Spanish Tortilla
Thread Starter: Mari 1 Started: Thu 30 Aug 2007 Replies: 4
After I dried my tears of laughter at the unusual method of cooking a Spanish Tortilla - I got mad! One does not fry the onions and the potatoes separately in 1.5 cm of oil - one uses a pan full of oil - preferably olive oil - and one does not break down the onions and potatoes into a brown 'mush' as described in the recipe. Black pepper is not a requirement of this dish either unless you have a particular penchant for it but the Spanish would not use it for this dish. When the potatoes and onions are cooked together until soft, leave them to cook through, perhaps turning them a couple of times carefully, remove these with a slotted spoon or spatula and drain over the pan until the oil stops seeping, then place in the beaten eggs. When cooked and sliced one should be able to see the slices of potato in the Tortilla. The preparation time is probably 10 minutes and the cooking time should take more like 20 - 30 minutes in total.
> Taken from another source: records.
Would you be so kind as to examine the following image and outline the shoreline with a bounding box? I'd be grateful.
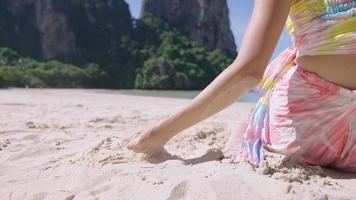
[0,88,356,200]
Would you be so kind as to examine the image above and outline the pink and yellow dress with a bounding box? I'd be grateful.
[240,0,356,172]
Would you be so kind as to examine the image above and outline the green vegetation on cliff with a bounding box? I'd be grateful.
[0,0,233,89]
[0,48,108,88]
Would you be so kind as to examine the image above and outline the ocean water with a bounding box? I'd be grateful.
[97,90,259,103]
I can do it in 20 but I have a lot of experience. My Mother is from Madrid and my Grandmother - from Burgos - was a professional cook. The Tortilla is a well loved family favourite made by us all. An ingredient which isn't put in by everyone is a table spoon of water added to the beaten eggs just before adding the potatoes and onions - this leaves the centre soft and the outside crispy. I have yet to see a proper Spanish Tortilla recipe published in this country - it's amazing how something so easy can be messed up by so many!